Last week, the United Nations Industrial Development Organization (UNIDO) published a report titled “Industrialization in Africa and Least Developed Countries: Boosting growth, creating jobs, promoting inclusiveness and sustainability.” This report was published for the Development Working Group (DWG) at the 11th G20 Summit, which took place in Hangzhou, Zhejiang, China, on 4 and 5 September.
The report highlights the important benefits of inclusive and sustainable structural transformation and industrialization for diversifying the economy, creating jobs and building equitable societies. It also shows the benefits to Africa and least developed countries (LDCs) of leveraging trade in intermediate goods, investment, and regional and global value chains.
According to the report, in Sub-Saharan Africa, Middle-Income Countries (MICs) – with a Gross Domestic Income (GDI) per capita between US$1,026 and US$12,475 – can be divided into Upper-Middle-Income Countries and Lower Middle-Income countries. The Upper-Middle-Income Countries are countries with a GDI of at least US$4,036. They include Angola, Botswana, Equatorial Guinea, Gabon, Mauritius, Namibia and South Africa. While the Lower Middle-Income countries are Cape Verde, Cameroon, Republic of Congo, Côte d’Ivoire, Djibouti, Ghana, Kenya, Lesotho, Mauritania, Nigeria, São Tomé and Principe, Swaziland, and Zambia.
The report further stated that African MICs are highly diverse – they face common MIC challenges, which can vary substantially from those faced by least developed countries. Generally, MICs risk being unable to compete with either low-income, low-wage producers in labor-intensive products or high-skilled innovators in high value added product. This is mainly because of the so-called middle-income trap.
Besides mentioning Nigeria as one of the lower Middle-Income countries here are other areas the country was mentioned in:
Shallow participation in Global Value Chain
According to the report, Africa’s Global Value Chain (GVC) integration is generally shallow, but it increased by 80 percent between 1995 and 2011. Despite having a very low base, five African countries Lesotho, the Seychelles, Swaziland, Tanzania and Zimbabwe are among the world’s top 30 countries in terms of intensity of GVC participation. 13 countries predominantly in Western and Central Africa are among the bottom 30 globally while six of the 10 most integrated countries are in Southern Africa. Small, open economies such as Lesotho and Mauritius source more inputs from abroad and produce more inputs used in GVCs than larger economies such as Nigeria or South Africa.

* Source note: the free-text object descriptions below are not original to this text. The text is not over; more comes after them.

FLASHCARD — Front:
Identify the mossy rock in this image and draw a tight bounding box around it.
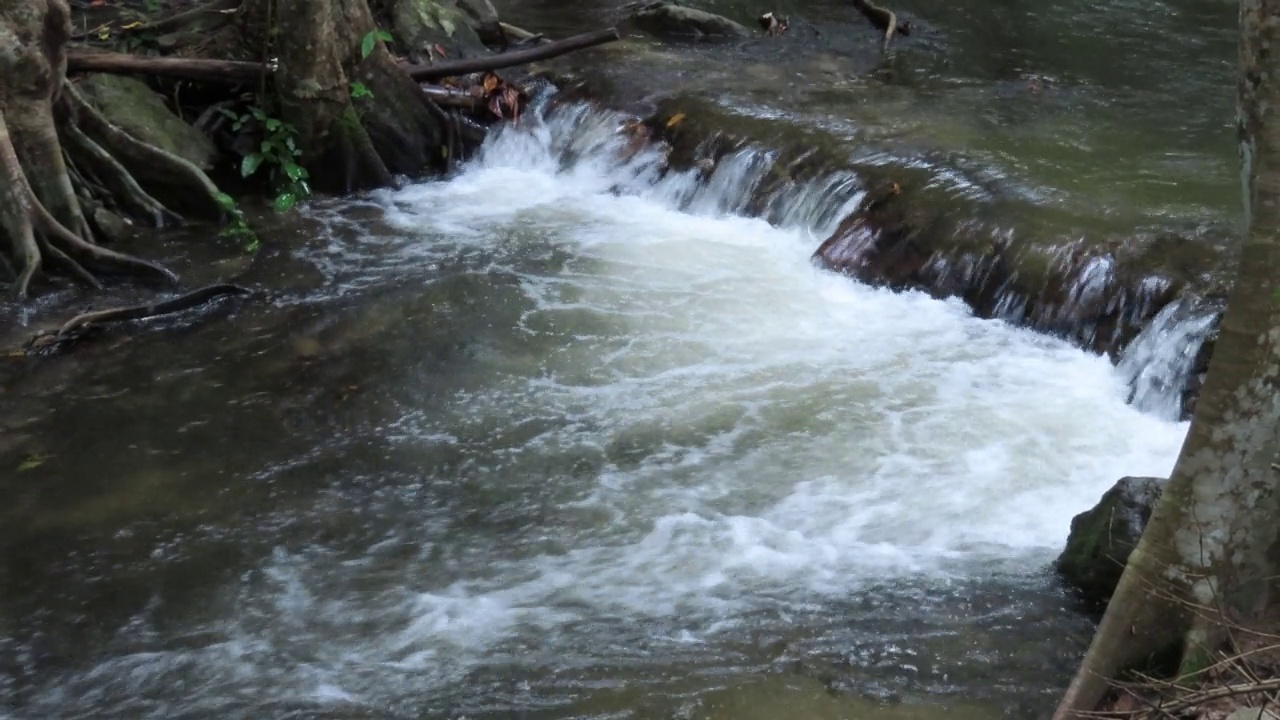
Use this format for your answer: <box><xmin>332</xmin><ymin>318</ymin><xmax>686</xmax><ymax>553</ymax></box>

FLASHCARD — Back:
<box><xmin>625</xmin><ymin>1</ymin><xmax>754</xmax><ymax>40</ymax></box>
<box><xmin>76</xmin><ymin>74</ymin><xmax>216</xmax><ymax>170</ymax></box>
<box><xmin>1056</xmin><ymin>476</ymin><xmax>1166</xmax><ymax>610</ymax></box>
<box><xmin>391</xmin><ymin>0</ymin><xmax>488</xmax><ymax>60</ymax></box>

Environmental degradation and climate change
The report revealed that in Africa and many Least Developed Countries (LDCs), environmental degradation is due to economic, legal, ethnic and other barriers. Such barriers prevent access to cleaner and more resource-efficient production technologies and practices. These practices decouple economic growth from unsustainable resource consumption and environmental degradation that enable economies to achieve climate resilience. Given the importance of agriculture in sustaining livelihoods, land degradation is also a major problem in Africa and LDCs. Unsustainable land management practices lead to scarcity of water for drinking and agriculture. Climate change is increasing extreme weather events in LDCs (extreme temperature, floods, and droughts). Also, environmental protection often is weaker in developing countries. For example, Africa and LDCs such as Ghana and Nigeria are destinations for large-scale shipments of hazardous waste.

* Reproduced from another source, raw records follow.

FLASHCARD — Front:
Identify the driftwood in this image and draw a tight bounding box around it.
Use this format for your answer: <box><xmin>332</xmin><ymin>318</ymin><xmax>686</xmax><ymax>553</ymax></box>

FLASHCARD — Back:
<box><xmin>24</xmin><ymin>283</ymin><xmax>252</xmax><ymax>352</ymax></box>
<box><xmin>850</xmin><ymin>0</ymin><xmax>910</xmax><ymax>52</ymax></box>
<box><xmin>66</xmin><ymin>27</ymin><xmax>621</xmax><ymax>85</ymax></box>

Why Africa and LDCs must industrialize
Without industrializing Africa and LDCs may likely not meet the Sustainable Development Goals by 2030. Rarely has a country evolved without a sustained structural transformation from an agrarian or resource-based economy towards an industrial or service-based economy. This transformation is important to ensure wealth creation through increased economic integration and productivity.
The way forward
According to the report, Africa and LDCs should move away from the “generalized” industrial policies that have proved ineffective over the last three decades. They also need to build strong institutions and viable investment climates. They need to realize the full potential of public– private partnerships (PPPs) and the opportunities for collaboration among industry, governments and other stakeholders.